If you really want to eat like a Minnesotan, Sarah Harris, a 20-something I struck up a conversation with while I was charging my cell phone, says you have to try lefse, a thin flat potato pancake with Norwegian roots. Similar in looks to flour tortillas, the flatbreads are served warm from the oven, rolled up with your choice of butter, sugar and/or cinnamon. Simple, but delicious — and one of the few things on site that’s not fried, she notes with a laugh.
“Or the foot-long hot dog,” she continued. Born and raised in Minnesota, she said, “It’s the first thing I always get since I was a kid.”
“And you have to eat walleye,” added her friend, Mateo Willson, referring to the prized freshwater fish with thick, white fillets that populates the state’s many lakes.
I’d seen the signs. The popular fish is served at least three ways at the fair — battered and deep fried on a stick, stuffed with lettuce and cheese into tacos, or, new this year, mixed with sweet corn kernels and roasted red peppers and served atop cavatappi noodles with smoked Gouda sauce.

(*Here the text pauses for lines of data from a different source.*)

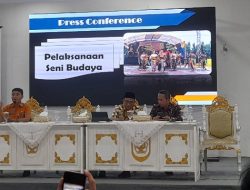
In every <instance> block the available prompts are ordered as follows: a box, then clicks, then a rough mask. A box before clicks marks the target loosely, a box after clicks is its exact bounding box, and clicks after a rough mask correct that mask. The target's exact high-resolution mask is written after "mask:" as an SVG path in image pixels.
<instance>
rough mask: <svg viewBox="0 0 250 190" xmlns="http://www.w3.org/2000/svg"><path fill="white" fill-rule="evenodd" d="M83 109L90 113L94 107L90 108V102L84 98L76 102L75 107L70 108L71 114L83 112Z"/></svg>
mask: <svg viewBox="0 0 250 190" xmlns="http://www.w3.org/2000/svg"><path fill="white" fill-rule="evenodd" d="M83 109H86V110H87V111H88V112H92V111H94V110H95V108H94V106H92V104H91V102H90V100H89V99H87V98H86V97H84V96H83V97H82V98H80V99H79V100H78V101H77V102H76V105H75V106H74V107H73V108H72V110H71V112H72V113H78V112H81V110H83Z"/></svg>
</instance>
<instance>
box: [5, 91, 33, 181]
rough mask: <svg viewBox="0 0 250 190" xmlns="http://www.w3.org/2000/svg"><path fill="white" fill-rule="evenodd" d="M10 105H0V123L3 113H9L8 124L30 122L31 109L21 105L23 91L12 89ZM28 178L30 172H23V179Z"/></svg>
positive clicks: (28, 106)
mask: <svg viewBox="0 0 250 190" xmlns="http://www.w3.org/2000/svg"><path fill="white" fill-rule="evenodd" d="M11 99H12V103H11V104H9V105H6V106H4V107H2V105H0V110H1V111H0V121H3V120H4V117H3V114H4V112H8V113H9V119H8V121H10V122H28V121H30V120H31V109H30V107H29V106H28V105H27V104H24V103H22V99H23V90H22V89H21V88H14V89H13V90H12V94H11ZM27 176H30V171H24V172H23V177H27Z"/></svg>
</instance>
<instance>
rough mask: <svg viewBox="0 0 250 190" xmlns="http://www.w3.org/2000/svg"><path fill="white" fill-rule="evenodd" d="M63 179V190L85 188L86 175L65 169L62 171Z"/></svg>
mask: <svg viewBox="0 0 250 190" xmlns="http://www.w3.org/2000/svg"><path fill="white" fill-rule="evenodd" d="M63 179H64V183H63V190H84V189H85V182H86V176H85V175H84V174H81V173H75V172H69V171H66V172H64V175H63Z"/></svg>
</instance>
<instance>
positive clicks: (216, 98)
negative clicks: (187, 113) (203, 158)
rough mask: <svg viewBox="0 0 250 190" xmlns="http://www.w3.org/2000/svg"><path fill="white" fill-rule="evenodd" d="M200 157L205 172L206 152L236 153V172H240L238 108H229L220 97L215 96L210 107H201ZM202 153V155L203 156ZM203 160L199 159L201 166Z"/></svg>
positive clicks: (226, 100)
mask: <svg viewBox="0 0 250 190" xmlns="http://www.w3.org/2000/svg"><path fill="white" fill-rule="evenodd" d="M202 111H203V128H202V129H201V131H202V132H203V135H202V136H201V155H202V158H204V162H205V171H207V150H218V151H228V150H234V151H236V154H237V158H238V171H241V150H240V134H239V132H240V126H239V121H238V107H237V105H235V106H230V105H229V104H228V101H227V100H226V99H225V98H223V97H222V96H217V97H216V98H215V99H214V100H213V102H212V105H211V106H207V107H205V106H203V109H202ZM203 153H204V154H203ZM202 161H203V159H201V164H202Z"/></svg>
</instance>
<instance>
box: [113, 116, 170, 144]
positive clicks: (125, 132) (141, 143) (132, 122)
mask: <svg viewBox="0 0 250 190" xmlns="http://www.w3.org/2000/svg"><path fill="white" fill-rule="evenodd" d="M113 122H114V123H115V124H116V126H117V128H118V129H119V130H121V132H122V133H123V134H124V135H125V136H126V137H127V138H128V139H129V140H130V141H131V142H132V143H133V144H134V145H135V146H141V145H142V144H143V143H145V142H146V141H147V140H148V139H149V138H150V137H152V136H153V135H154V134H155V133H156V132H158V131H159V130H160V129H161V128H162V127H163V126H164V125H165V124H166V121H147V122H136V121H113Z"/></svg>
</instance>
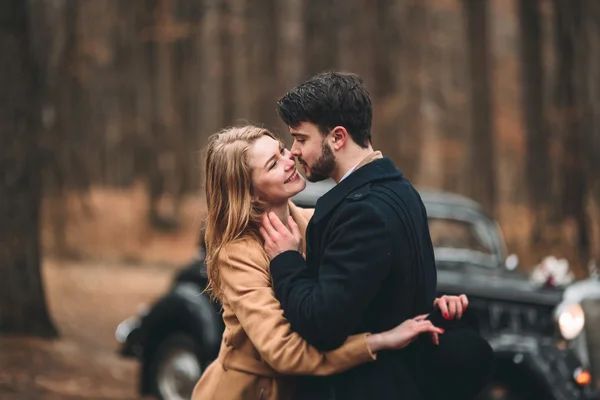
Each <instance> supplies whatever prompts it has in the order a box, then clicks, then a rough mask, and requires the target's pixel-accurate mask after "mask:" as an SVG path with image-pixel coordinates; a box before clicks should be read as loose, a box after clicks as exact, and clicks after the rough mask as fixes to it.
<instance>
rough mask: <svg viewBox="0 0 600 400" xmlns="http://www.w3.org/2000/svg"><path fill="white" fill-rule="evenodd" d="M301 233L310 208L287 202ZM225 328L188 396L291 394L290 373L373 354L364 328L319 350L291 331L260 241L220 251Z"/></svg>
mask: <svg viewBox="0 0 600 400" xmlns="http://www.w3.org/2000/svg"><path fill="white" fill-rule="evenodd" d="M290 214H291V215H292V217H293V218H294V220H295V221H296V223H297V224H298V227H299V228H300V230H301V232H302V233H303V236H304V234H305V232H306V225H307V224H308V221H309V219H310V217H311V216H312V210H303V209H301V208H297V207H295V206H294V205H293V204H291V203H290ZM219 264H220V265H219V268H220V273H221V287H222V289H223V301H222V303H223V320H224V322H225V331H224V332H223V339H222V342H221V350H220V352H219V356H218V358H217V360H215V361H214V362H213V363H212V364H211V365H210V366H209V367H208V369H207V370H206V371H205V372H204V374H203V375H202V378H201V379H200V381H199V382H198V383H197V385H196V387H195V388H194V393H193V395H192V400H285V399H291V398H292V393H293V390H294V379H293V377H292V376H291V375H331V374H335V373H339V372H343V371H345V370H347V369H350V368H352V367H355V366H357V365H359V364H362V363H365V362H369V361H373V360H375V355H373V354H372V353H371V351H370V350H369V348H368V346H367V342H366V340H365V338H366V334H360V335H354V336H351V337H349V338H348V339H347V340H346V342H345V343H344V345H343V346H342V347H340V348H339V349H336V350H333V351H328V352H321V351H319V350H317V349H315V348H314V347H312V346H310V345H309V344H308V343H306V341H305V340H304V339H303V338H302V337H301V336H299V335H298V334H297V333H295V332H294V331H292V329H291V327H290V324H289V322H288V321H287V320H286V319H285V318H284V316H283V310H282V309H281V305H280V304H279V301H278V300H277V299H276V298H275V295H274V293H273V289H272V286H271V278H270V274H269V259H268V257H267V255H266V254H265V252H264V250H263V247H262V244H261V243H258V242H257V241H255V240H251V239H243V240H239V241H236V242H235V243H231V244H229V245H228V246H227V247H226V248H225V249H224V251H222V252H221V255H220V257H219Z"/></svg>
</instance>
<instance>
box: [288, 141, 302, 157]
mask: <svg viewBox="0 0 600 400" xmlns="http://www.w3.org/2000/svg"><path fill="white" fill-rule="evenodd" d="M290 152H291V153H292V155H293V156H294V157H300V155H301V153H300V149H299V148H298V147H297V146H296V143H294V144H293V145H292V149H291V151H290Z"/></svg>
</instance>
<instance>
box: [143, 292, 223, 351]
mask: <svg viewBox="0 0 600 400" xmlns="http://www.w3.org/2000/svg"><path fill="white" fill-rule="evenodd" d="M141 330H142V331H143V339H142V343H143V347H144V349H148V350H150V351H152V350H154V347H155V345H156V343H155V342H156V341H160V340H161V339H163V338H164V337H165V336H166V335H167V334H169V333H170V332H173V331H175V330H183V331H186V332H189V333H190V334H191V335H192V336H193V337H194V338H196V339H197V340H198V342H199V344H200V346H201V349H202V356H203V358H204V359H205V361H207V362H210V361H212V360H213V359H214V358H216V356H217V354H218V352H219V346H220V344H221V335H222V333H223V321H222V318H221V315H219V313H218V312H217V310H216V307H214V306H213V304H212V303H211V301H210V299H209V296H208V294H206V293H203V292H202V288H201V287H200V286H198V285H195V284H193V283H190V282H183V283H180V284H177V285H175V287H173V289H172V290H171V291H170V292H169V293H167V294H166V295H165V296H164V297H162V298H161V299H159V300H158V301H157V302H156V303H155V304H154V306H153V307H152V309H151V310H150V312H149V313H148V314H147V315H146V316H145V317H144V319H143V322H142V326H141ZM145 353H146V356H148V354H147V351H146V350H145ZM145 358H146V357H145Z"/></svg>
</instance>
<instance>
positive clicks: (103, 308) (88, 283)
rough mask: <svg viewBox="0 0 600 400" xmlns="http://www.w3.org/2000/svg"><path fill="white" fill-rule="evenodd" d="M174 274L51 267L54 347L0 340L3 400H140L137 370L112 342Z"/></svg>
mask: <svg viewBox="0 0 600 400" xmlns="http://www.w3.org/2000/svg"><path fill="white" fill-rule="evenodd" d="M173 272H174V269H172V268H168V267H148V266H143V267H142V266H134V265H115V264H112V265H108V264H103V263H81V262H79V263H74V262H64V261H57V260H47V261H45V262H44V265H43V273H44V279H45V287H46V296H47V299H48V302H49V307H50V312H51V315H52V317H53V319H54V322H55V324H56V326H57V328H58V330H59V331H60V338H59V339H56V340H42V339H29V338H19V337H13V338H11V337H4V338H0V355H1V357H0V400H59V399H60V400H75V399H94V400H100V399H106V400H109V399H111V400H112V399H119V400H134V399H138V398H139V396H138V394H137V385H138V368H139V364H138V363H137V362H136V361H135V360H130V359H124V358H122V357H120V356H119V354H118V353H117V350H118V348H119V344H118V343H117V341H116V340H115V338H114V331H115V328H116V327H117V325H118V323H119V322H120V321H121V320H123V319H125V318H127V317H129V316H131V315H132V314H134V313H135V312H136V309H137V307H138V305H139V304H140V303H143V302H151V301H152V300H153V299H155V298H156V297H157V296H159V295H160V294H161V293H163V292H164V291H165V290H166V289H167V287H168V284H169V282H170V279H171V277H172V274H173Z"/></svg>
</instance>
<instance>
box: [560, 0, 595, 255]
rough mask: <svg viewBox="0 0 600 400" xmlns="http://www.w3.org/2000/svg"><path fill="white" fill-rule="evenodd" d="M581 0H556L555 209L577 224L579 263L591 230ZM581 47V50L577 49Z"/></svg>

Too rich for my taste. But I did rather enjoy the buttered lefse and another very Minnesota treat — the $1 all-you-can-drink cup of white or chocolate milk.
Other local treats included bags of miniature doughnuts, which Mr. Larsen tells me were invented in Minnesota in the early 1940s and nearly as popular as the ubiquitous buckets of chocolate chip cookies.
Over one night and one day, I also enjoyed a Caribbean-style lobster roll (just OK), deep-fried corn fritters stuffed with crumbled blue cheese and served with tangy chimichurri (excellent, and so big I had leftovers for breakfast), beer gelato made with oatmeal stout (also excellent) and a prime rib taco (yum).
I’d been looking forward to a fantastic-looking chicken in a waffle, too (slathered in sausage gravy, with a malted milk ball in the bottom of the cone), and maybe also a hot-toasted waffle ice cream sandwich. But a sampling of four Minnesota craft beers at the Land of 10,000 Beers’ Craft Beer Hall exhibit followed by a ride high above the crowds in the fair’s 50-year-old Swiss-made Skyride had me feeling kind of queasy.
Dang. After surveying the fair’s online food finder, I’d also meant to try to deep-fried banana split made with lefse, and a new, feathery, cotton candy-like concoction of shaved ice cream called SnoRibbons. The server at the Blue Moon Dine-in Theater promised it would melt in my mouth, providing sweet relief not just from the late-August heat but also the hubbub of the crowd swirling around me.
Clutching my too-full stomach, I settled for a bite-sized sample.